E assim percorríamos os bairros da capital. Na volta estávamos todos muito cansados.
Era uma semana de festas naquela capital - no sábado comemorava-se seu aniversário - e o circo estava cheio. Eram aplausos e uma gritaria infernal a cada apresentação dos artistas e dos animais. Por fim chegou a hora de minha apresentação; estavam todos ansiosos para ver o elefante dançarino, conforme anunciavam.
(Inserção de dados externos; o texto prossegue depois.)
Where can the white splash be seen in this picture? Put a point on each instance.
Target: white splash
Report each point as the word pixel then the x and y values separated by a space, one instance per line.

O tratador à minha frente, tendo à mão seu instrumento de tortura, metido num traje ridículo, gesticulava feliz para a multidão. A banda iniciou o dobrado com o qual eu fazia algumas piruetas. O povo gritava que queria ver o elefante dançar como fora anunciado nos percursos pelas ruas.

Chegou, então, o glorioso momento. A banda iniciou a valsa Danúbio Azul do grande compositor Strauss. A multidão, em silêncio, aguardava a performance. No centro do picadeiro eu permanecia parado. O tratador me pedia para dançar... gritava, xingava e eu balançava a cabeça dizendo que não. A multidão gritava, o tratador enfurecia-se, mas não podia me espetar diante do povo... gritava e me ameaçava e eu simplesmente balançava negativamente a cabeça. Num determinado momento ele passou à minha frente; eu o peguei com a tromba e o balancei de um lado para outro, jogando-o finalmente para o alto. Já no solo, desmaiado, passei por cima dele, dei-lhe uma bela mijada e por fim aquela cagada. O povo gritava, aplaudia, julgava que fazia parte do espetáculo. Foi uma verdadeira apoteose.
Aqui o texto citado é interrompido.